Вальтер построил свой отряд. Ряды антиохийцев ощетинились копьями, демонстрируя смутьянам решимость драться. Те тем временем также не спешили отказываться от своего намерения. Они бросились было в атаку, однако были вынуждены отойти, понеся потери, что, впрочем, не слишком охладило их боевой пыл. Не достигнув успеха силой оружия, они принялись требовать, чтобы им дали возможность войти в брешь. Некоторые выкрикивали в адрес храмовников оскорбления, желая не столько задеть последних, сколько подзадорить товарищей, поднять их на новую атаку.
Она так же захлебнулась, кроме того, остальные храмовники, собранные марешалем ордена, зашли смутьянам в тыл и принялись оттеснять их в сторону. Все эти действия сопровождались, разумеется, страшным шумом и дикой руганью.
Как бы там ни было, тамплиеры выполнили приказ магистра, никто, кроме него и его сорока добровольцев, не вошёл в город, но... никто оттуда и не вышел. В пылу потасовки ни один из антиохийцев, находившихся ближе всех к бреши, не услышал рога Бернара де Тремелэ, звавшего их на помощь. Хотя, кто знает, может быть, он, как знаменитый Роланд, не трубил до тех пор, пока уже не стало поздно?

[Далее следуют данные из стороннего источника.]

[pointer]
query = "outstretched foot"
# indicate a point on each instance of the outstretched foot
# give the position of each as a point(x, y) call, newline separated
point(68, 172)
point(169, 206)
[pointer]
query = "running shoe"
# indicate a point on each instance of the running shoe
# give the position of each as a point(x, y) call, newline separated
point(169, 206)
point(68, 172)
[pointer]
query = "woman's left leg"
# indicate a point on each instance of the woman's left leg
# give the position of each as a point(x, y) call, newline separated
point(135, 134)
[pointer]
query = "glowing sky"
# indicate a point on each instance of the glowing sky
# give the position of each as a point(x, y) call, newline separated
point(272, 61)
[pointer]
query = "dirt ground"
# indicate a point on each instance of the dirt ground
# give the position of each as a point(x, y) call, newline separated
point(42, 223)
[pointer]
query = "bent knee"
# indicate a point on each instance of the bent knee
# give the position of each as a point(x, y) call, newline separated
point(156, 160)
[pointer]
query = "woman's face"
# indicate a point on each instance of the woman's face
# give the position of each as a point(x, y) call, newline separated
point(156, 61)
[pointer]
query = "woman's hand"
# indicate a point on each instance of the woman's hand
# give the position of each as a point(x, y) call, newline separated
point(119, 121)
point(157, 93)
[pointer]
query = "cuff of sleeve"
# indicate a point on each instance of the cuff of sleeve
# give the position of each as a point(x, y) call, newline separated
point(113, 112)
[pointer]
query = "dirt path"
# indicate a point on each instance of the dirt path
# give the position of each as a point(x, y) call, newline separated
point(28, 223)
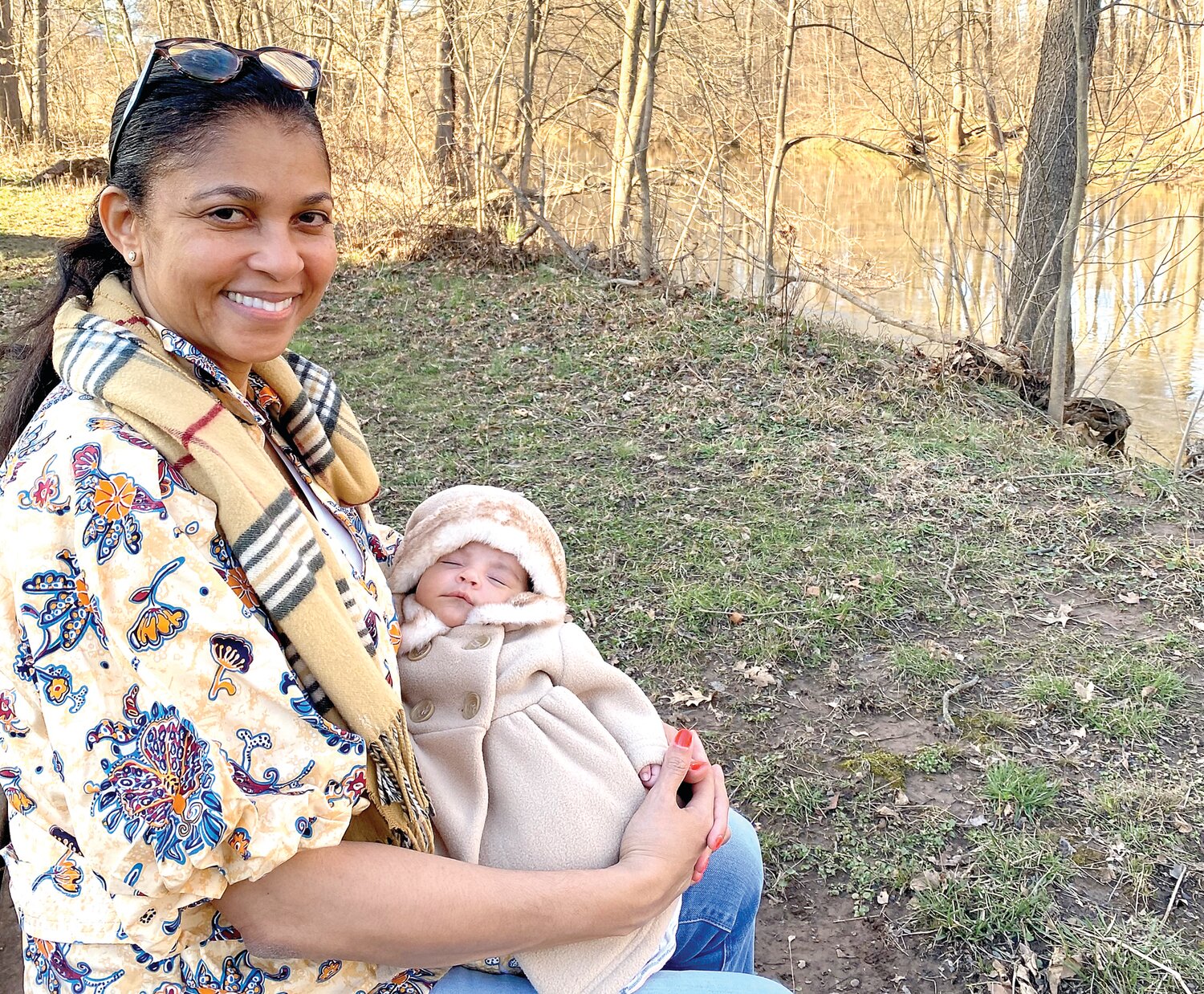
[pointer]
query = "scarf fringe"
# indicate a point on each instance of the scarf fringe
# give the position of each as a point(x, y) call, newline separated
point(397, 782)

Как уже говорилось, египтяне не готовили западни. Увидев, что происходит, они в ужасе бросились спасаться бегством. Толпы детей и женщин запрудили улицы, и некоторым защитникам стены, оставившим свои посты и не помышлявшим уже о сопротивлении, оказалось просто некуда бежать. Они заметались, в ужасе оглядываясь на приближавшихся храмовников. Те же, прирезав несколько десятков жителей, попавшихся им на пути, начали врываться в ближайшие дома, стремясь поскорее насладиться возможностью беспрепятственно пограбить.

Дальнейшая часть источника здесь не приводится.